Rainey has never lost to an in-state school and holds a 12-0-1 record against Iowa State, Northern Iowa and Drake.
“The differences in the in-state games are a lot smaller than people realize,” Rainey said. “Those kids have played against each other and know each other very well. It’s important for us to have success in those games. We want to be the best team in the state, and I think we have proven that over the past few years.”
After establishing dominance in the home state, Rainey set out to move up the ladder in the Big Ten. The top eight teams in the conference qualify for the Big Ten Tournament at the end of the season and that was a big goal for Rainey.
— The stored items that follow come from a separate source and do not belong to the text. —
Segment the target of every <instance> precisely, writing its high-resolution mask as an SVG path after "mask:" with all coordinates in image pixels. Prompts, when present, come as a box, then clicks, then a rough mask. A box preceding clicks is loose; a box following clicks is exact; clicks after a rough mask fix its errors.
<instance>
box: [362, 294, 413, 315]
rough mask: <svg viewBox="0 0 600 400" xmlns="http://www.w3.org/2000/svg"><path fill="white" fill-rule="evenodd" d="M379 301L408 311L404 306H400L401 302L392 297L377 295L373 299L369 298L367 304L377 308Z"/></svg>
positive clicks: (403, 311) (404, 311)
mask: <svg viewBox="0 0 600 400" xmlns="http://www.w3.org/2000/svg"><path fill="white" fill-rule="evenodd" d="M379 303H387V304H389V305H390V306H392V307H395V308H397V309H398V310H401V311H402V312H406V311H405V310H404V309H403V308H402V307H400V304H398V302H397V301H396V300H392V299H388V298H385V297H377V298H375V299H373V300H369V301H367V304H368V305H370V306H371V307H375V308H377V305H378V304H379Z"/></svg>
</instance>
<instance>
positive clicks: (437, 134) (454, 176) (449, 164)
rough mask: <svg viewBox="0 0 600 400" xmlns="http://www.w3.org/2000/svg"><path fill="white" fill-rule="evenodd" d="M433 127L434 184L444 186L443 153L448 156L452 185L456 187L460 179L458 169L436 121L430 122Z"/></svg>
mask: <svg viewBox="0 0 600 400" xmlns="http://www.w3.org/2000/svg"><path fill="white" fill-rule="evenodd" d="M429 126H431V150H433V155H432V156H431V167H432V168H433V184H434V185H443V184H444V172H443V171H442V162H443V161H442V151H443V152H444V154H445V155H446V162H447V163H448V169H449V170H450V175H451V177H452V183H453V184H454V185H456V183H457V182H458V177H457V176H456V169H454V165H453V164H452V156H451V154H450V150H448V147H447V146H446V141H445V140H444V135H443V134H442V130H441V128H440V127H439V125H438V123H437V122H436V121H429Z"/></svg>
Iowa hadn’t advanced to a Big Ten Tournament since 2001, but Rainey led the Hawkeyes to back-to-back appearances in his second and third year as head coach. The conference eliminated the tournament in 2009 and 2010, but it’s back again this year, and Iowa is on track to make yet another appearance.
“The Big Ten Tournament was a great goal for our program in those early years,” Rainey said. “We won some big games in league play that were pretty special to get us qualified for that tournament.”
Rainey is still working on his next goal at Iowa and this year might just be the year that comes to fruition. Every coach wants to compete for Big Ten championships and NCAA Tournament appearances. Unfortunately, those accomplishments have never happened in Iowa soccer history. Rainey wants that to change.
“When we first got here, we put the goal of winning a Big Ten championship and making the NCAA Tournament in an envelope and put it up on a shelf,” Rainey said. “We said we would know when we were at a level to take it off that shelf. That’s something we hope to look back on at the end of the season and say we accomplished one of those goals.”
Rainey’s Hawkeyes have a sparkling overall record, currently are tied for seventh in the ultra-competitive Big Ten conference and are 38th in the latest NCAA RPI. With a tough five game schedule remaining, Rainey isn’t too far away from reaching those goals.
Once those goals are reached, the view from the top of the hill Rainey has been climbing will be well worth the trip.